Annette and Chris Cook, owners of Amore Chocolate Pizza Company, have been getting national attention for their dessert creations. The Baldwin City couple packages thick slabs of chocolate on a crust, covered with toppings, in boxes that look like they would contain frozen pizzas.

It started as a 4-H cooking project, then became a “good luck” gift for fellow cast members in area stage productions.

Now, Annette Cook is taking her signature chocolate pizzas to a new level.

“It’s exciting to branch out and make it bigger,” Cook says.

At first glance, the boxes from Amore Chocolate Pizza Company, owned by Cook and her husband, Chris, look like frozen pizza boxes. But further examination of their contents reveals a thick slab of chocolate on a crust, covered with toppings.

Annette Cook has been making the desserts for years, but only in the last year did she start making them to sell. They’re available for purchase on the Internet (www.amorechocolatepizza.com), at Prairie Patches, 821 Mass., and at Quilters’ Paradise, 713 Eighth St., in Baldwin City.

The Cooks, who live in Baldwin City, hope to have a new venue to sell their product soon.

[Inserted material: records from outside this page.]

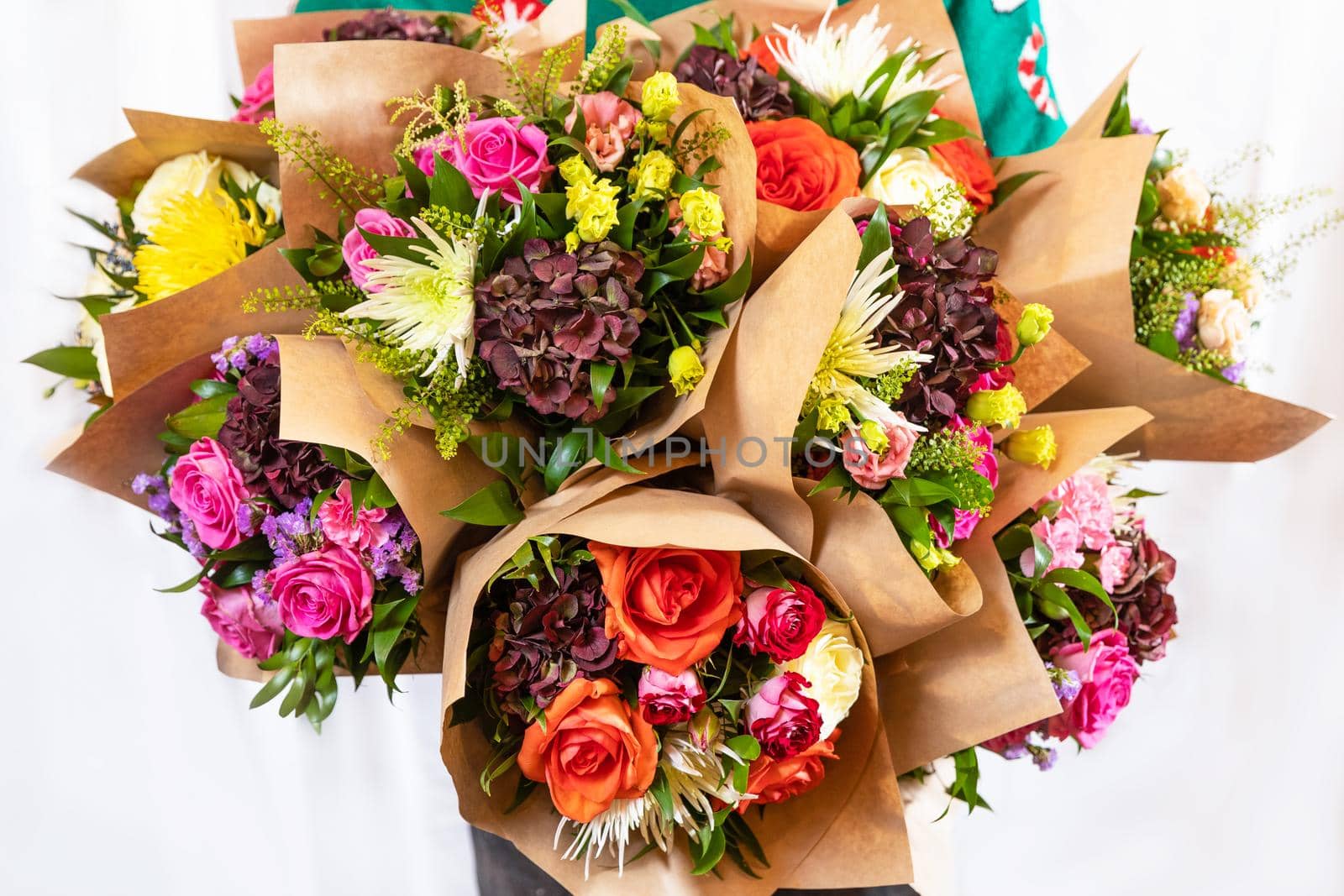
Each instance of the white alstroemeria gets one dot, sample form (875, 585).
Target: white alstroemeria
(853, 352)
(832, 62)
(428, 305)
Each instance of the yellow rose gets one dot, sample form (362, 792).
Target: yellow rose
(660, 97)
(652, 176)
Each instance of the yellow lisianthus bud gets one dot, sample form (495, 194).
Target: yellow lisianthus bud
(998, 407)
(685, 369)
(702, 212)
(1034, 324)
(591, 207)
(652, 176)
(1035, 446)
(660, 97)
(575, 170)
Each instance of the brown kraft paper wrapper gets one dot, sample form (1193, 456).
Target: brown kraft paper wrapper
(806, 840)
(255, 39)
(983, 678)
(1084, 210)
(150, 340)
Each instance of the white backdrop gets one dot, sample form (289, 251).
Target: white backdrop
(129, 766)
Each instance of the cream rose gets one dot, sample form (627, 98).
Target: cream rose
(833, 668)
(1183, 196)
(194, 174)
(1223, 322)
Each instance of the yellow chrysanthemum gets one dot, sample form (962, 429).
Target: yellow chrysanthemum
(194, 239)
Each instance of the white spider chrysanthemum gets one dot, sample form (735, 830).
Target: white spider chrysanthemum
(853, 352)
(428, 305)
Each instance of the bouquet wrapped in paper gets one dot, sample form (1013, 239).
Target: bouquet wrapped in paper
(312, 560)
(647, 685)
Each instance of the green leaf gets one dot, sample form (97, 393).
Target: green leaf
(491, 506)
(76, 362)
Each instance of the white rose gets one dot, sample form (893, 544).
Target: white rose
(1183, 196)
(194, 174)
(835, 668)
(1223, 322)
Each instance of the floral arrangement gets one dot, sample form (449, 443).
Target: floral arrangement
(195, 217)
(307, 564)
(558, 258)
(837, 113)
(916, 372)
(654, 689)
(1196, 282)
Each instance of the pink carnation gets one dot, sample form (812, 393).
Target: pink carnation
(242, 621)
(1108, 674)
(609, 125)
(340, 526)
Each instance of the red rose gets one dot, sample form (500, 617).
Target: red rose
(781, 624)
(783, 718)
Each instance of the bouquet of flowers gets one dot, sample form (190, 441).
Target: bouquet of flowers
(528, 26)
(562, 258)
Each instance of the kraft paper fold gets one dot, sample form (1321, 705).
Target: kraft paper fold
(151, 338)
(795, 833)
(1084, 210)
(255, 39)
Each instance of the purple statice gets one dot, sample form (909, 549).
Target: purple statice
(1184, 328)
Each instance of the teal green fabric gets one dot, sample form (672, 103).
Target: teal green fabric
(991, 42)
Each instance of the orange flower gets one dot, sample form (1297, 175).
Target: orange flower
(671, 606)
(591, 750)
(773, 781)
(967, 161)
(801, 167)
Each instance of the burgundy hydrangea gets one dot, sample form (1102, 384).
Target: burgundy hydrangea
(550, 313)
(548, 636)
(756, 92)
(289, 470)
(947, 312)
(390, 24)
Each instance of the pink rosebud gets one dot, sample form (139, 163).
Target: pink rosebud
(324, 594)
(340, 526)
(667, 699)
(779, 622)
(241, 620)
(207, 488)
(491, 154)
(1108, 674)
(611, 123)
(783, 718)
(356, 250)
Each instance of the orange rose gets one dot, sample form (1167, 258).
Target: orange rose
(801, 167)
(671, 606)
(593, 750)
(967, 161)
(764, 54)
(773, 781)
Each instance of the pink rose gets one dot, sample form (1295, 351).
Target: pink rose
(1085, 499)
(259, 100)
(779, 622)
(496, 150)
(324, 594)
(870, 469)
(242, 621)
(1063, 539)
(611, 123)
(1113, 567)
(207, 488)
(369, 530)
(667, 699)
(783, 718)
(1108, 674)
(356, 250)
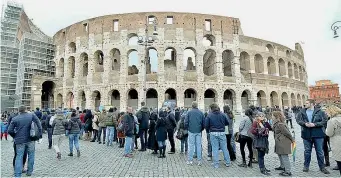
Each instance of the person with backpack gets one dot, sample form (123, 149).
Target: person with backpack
(143, 116)
(111, 123)
(74, 126)
(59, 124)
(20, 129)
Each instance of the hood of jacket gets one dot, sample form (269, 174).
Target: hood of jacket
(144, 109)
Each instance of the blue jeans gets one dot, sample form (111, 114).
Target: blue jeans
(20, 149)
(110, 135)
(194, 142)
(218, 140)
(261, 155)
(308, 145)
(73, 139)
(127, 145)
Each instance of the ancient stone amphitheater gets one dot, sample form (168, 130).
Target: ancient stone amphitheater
(199, 57)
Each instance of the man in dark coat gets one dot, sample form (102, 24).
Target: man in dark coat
(312, 121)
(143, 116)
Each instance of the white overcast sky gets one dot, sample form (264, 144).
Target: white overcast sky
(284, 22)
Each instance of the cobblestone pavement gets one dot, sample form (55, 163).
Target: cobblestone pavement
(98, 160)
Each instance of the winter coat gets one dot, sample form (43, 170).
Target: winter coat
(143, 116)
(216, 121)
(283, 138)
(152, 143)
(334, 133)
(59, 124)
(161, 127)
(194, 121)
(74, 125)
(319, 118)
(101, 119)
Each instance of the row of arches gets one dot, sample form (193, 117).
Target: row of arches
(209, 59)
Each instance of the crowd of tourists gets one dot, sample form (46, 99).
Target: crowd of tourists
(320, 129)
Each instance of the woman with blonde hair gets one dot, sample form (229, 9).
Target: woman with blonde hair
(283, 141)
(334, 132)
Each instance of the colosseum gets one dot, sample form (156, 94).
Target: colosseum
(200, 57)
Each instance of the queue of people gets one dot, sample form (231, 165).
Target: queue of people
(154, 127)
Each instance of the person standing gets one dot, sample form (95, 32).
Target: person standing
(312, 121)
(283, 141)
(143, 116)
(128, 122)
(19, 129)
(111, 123)
(102, 127)
(170, 126)
(334, 132)
(59, 124)
(74, 126)
(215, 123)
(195, 124)
(161, 133)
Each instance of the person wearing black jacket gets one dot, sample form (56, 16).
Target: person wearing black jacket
(143, 116)
(170, 126)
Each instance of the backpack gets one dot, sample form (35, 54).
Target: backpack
(34, 132)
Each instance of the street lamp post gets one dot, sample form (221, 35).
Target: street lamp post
(336, 26)
(147, 41)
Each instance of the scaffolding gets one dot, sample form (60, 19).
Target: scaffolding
(24, 52)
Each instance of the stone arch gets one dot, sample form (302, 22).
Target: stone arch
(169, 63)
(228, 57)
(296, 71)
(132, 62)
(61, 67)
(208, 40)
(269, 48)
(115, 56)
(244, 62)
(133, 97)
(209, 62)
(210, 96)
(290, 70)
(151, 98)
(152, 62)
(261, 99)
(132, 39)
(96, 97)
(82, 99)
(259, 64)
(115, 98)
(293, 99)
(299, 100)
(229, 98)
(59, 101)
(170, 94)
(72, 66)
(190, 96)
(69, 100)
(189, 60)
(72, 47)
(85, 64)
(47, 94)
(245, 98)
(271, 66)
(99, 61)
(285, 99)
(274, 99)
(281, 67)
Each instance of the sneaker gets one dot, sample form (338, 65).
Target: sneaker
(279, 168)
(325, 171)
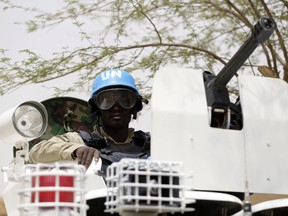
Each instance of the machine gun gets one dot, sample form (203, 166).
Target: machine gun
(225, 114)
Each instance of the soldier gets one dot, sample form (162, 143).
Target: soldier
(114, 99)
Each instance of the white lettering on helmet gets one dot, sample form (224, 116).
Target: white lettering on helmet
(111, 74)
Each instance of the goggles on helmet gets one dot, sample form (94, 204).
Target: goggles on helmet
(106, 99)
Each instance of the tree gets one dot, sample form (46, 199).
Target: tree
(145, 35)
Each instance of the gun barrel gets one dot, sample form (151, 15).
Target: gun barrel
(261, 31)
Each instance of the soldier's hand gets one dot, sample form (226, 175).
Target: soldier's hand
(86, 154)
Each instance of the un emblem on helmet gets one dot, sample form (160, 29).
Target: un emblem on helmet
(111, 74)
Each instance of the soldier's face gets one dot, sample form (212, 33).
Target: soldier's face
(116, 117)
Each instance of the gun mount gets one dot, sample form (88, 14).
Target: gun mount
(225, 114)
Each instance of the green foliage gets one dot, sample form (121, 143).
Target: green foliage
(144, 35)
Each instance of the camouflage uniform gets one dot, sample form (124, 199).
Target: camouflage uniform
(61, 147)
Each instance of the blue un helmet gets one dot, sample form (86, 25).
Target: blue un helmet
(115, 79)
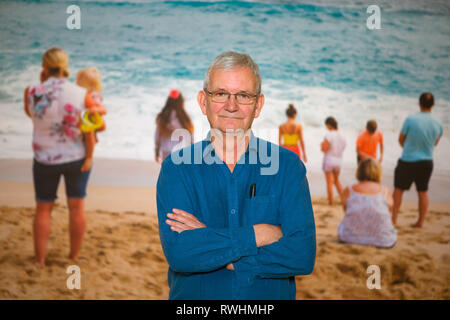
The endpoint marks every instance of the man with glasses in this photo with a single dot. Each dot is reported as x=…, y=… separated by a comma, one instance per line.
x=228, y=229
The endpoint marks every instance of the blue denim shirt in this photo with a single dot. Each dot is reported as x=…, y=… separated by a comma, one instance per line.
x=203, y=185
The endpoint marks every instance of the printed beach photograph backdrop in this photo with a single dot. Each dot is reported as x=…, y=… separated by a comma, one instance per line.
x=319, y=55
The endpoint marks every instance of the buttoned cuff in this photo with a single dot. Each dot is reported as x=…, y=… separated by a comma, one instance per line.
x=244, y=241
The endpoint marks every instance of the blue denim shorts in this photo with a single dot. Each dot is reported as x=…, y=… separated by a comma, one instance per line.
x=46, y=180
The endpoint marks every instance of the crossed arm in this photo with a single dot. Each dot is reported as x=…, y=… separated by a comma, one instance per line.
x=260, y=250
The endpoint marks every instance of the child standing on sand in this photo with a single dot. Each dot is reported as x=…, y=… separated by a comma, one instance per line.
x=368, y=141
x=332, y=146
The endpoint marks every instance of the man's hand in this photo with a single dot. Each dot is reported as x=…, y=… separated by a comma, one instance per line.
x=180, y=221
x=266, y=234
x=87, y=164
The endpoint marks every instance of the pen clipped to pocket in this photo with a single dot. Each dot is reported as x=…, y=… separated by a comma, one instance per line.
x=253, y=190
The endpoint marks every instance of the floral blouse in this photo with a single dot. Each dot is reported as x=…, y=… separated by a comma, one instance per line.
x=55, y=107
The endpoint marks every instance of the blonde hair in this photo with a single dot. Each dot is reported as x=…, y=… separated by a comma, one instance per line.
x=369, y=170
x=56, y=61
x=89, y=78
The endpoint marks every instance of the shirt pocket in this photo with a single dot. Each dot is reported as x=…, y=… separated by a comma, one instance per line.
x=261, y=209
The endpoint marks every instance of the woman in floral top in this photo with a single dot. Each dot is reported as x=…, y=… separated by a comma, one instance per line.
x=55, y=106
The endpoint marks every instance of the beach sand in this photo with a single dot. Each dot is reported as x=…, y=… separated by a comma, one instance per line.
x=122, y=257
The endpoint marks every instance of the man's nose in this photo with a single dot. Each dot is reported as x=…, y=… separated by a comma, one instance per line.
x=231, y=104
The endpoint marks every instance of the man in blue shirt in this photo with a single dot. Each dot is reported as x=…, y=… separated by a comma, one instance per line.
x=418, y=137
x=234, y=211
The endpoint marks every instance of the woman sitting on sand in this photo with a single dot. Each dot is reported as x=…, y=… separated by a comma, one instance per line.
x=55, y=106
x=172, y=117
x=367, y=208
x=290, y=134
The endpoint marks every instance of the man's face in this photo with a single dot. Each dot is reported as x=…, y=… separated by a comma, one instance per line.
x=230, y=115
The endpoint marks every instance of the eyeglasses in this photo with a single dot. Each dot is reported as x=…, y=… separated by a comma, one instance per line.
x=240, y=97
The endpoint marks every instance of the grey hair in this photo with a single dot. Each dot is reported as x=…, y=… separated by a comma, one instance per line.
x=231, y=59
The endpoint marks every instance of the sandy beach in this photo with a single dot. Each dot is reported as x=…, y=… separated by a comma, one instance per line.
x=122, y=258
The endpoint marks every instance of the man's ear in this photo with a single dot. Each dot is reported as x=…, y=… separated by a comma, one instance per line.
x=201, y=99
x=259, y=105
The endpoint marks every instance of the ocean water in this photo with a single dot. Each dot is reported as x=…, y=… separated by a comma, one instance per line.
x=318, y=55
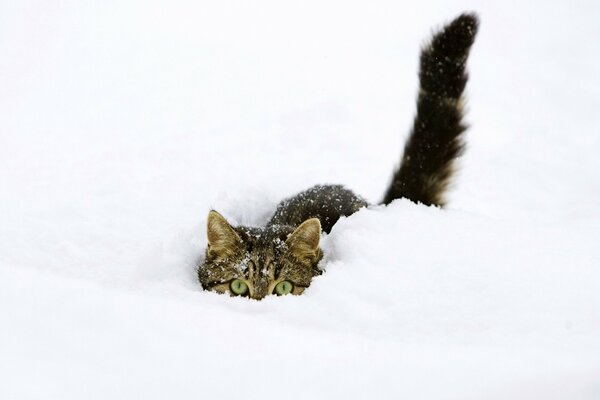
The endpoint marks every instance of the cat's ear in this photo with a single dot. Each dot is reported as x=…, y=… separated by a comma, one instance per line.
x=304, y=241
x=222, y=239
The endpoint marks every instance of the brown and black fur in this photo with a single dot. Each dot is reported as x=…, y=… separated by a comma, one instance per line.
x=287, y=248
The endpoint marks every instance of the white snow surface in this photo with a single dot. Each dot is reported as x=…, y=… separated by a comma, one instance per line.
x=123, y=123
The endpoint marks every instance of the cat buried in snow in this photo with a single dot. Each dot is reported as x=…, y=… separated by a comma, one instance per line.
x=282, y=257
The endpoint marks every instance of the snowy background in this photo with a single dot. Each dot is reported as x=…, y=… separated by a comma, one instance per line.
x=122, y=123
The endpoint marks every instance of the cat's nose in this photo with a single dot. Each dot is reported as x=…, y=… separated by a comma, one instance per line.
x=260, y=291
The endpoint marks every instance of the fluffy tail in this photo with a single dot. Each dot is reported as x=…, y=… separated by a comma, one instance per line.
x=436, y=137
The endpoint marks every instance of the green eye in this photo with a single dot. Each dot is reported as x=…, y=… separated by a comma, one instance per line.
x=238, y=287
x=284, y=287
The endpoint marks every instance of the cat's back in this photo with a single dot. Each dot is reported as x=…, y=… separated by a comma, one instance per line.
x=326, y=202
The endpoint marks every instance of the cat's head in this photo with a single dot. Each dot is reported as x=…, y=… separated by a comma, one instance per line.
x=257, y=262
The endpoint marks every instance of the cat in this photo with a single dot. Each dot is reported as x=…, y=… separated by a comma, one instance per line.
x=282, y=257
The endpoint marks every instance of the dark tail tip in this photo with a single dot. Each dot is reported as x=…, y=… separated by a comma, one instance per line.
x=461, y=32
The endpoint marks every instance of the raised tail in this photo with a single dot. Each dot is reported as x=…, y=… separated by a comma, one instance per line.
x=436, y=138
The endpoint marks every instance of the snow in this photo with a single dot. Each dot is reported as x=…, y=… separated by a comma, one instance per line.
x=123, y=123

In March, they competed in the first round of a product search for QVC, the TV shopping network. Last week, they learned they were selected for the next round of competition, which involves making a shipment of the pizzas to QVC later this month.

Chris Cook says the goal is to use extra money from QVC sales to have their own production facility. Currently, they use their home and a church kitchen.

The allure of a chocolate pizza goes beyond that of a candy bar, Annette Cook says.

For example, the best-seller, the Toffeelicious, has a crust of graham crackers and toffee, a half-inch layer of milk chocolate, and toppings of white chocolate, pecans and more toffee. The 8-inch pizza sells for $16.95.

Other offerings include the Break-a-Leg, with marshmallows, peanuts, crispies, coconut and maraschino cherries, and the Smore, with the classic marshmallows, chocolate and graham crackers.

“It’s the combination of flavors, and the presentation,” she says. “When you first look at it, you love the name, the pizza-style box – a bakery-style box with a pizza flair. It’s pretty, and it smells good.”

Chris Cook says the concoctions are hearty enough you can’t stuff yourself.

“It’s not the same as eating a chocolate bar,” he says. “Neither one of us were big chocolate people before we did this. These are fairly satisfying, so you don’t overeat it.”

In addition to the chocolate pizzas, Amore Chocolate Pizza Company makes pretzels covered in chocolate and sunflower seeds, and “dirty spoons” – spoons covered in flavoring such as mint or butterscotch that can be used to flavor hot beverages.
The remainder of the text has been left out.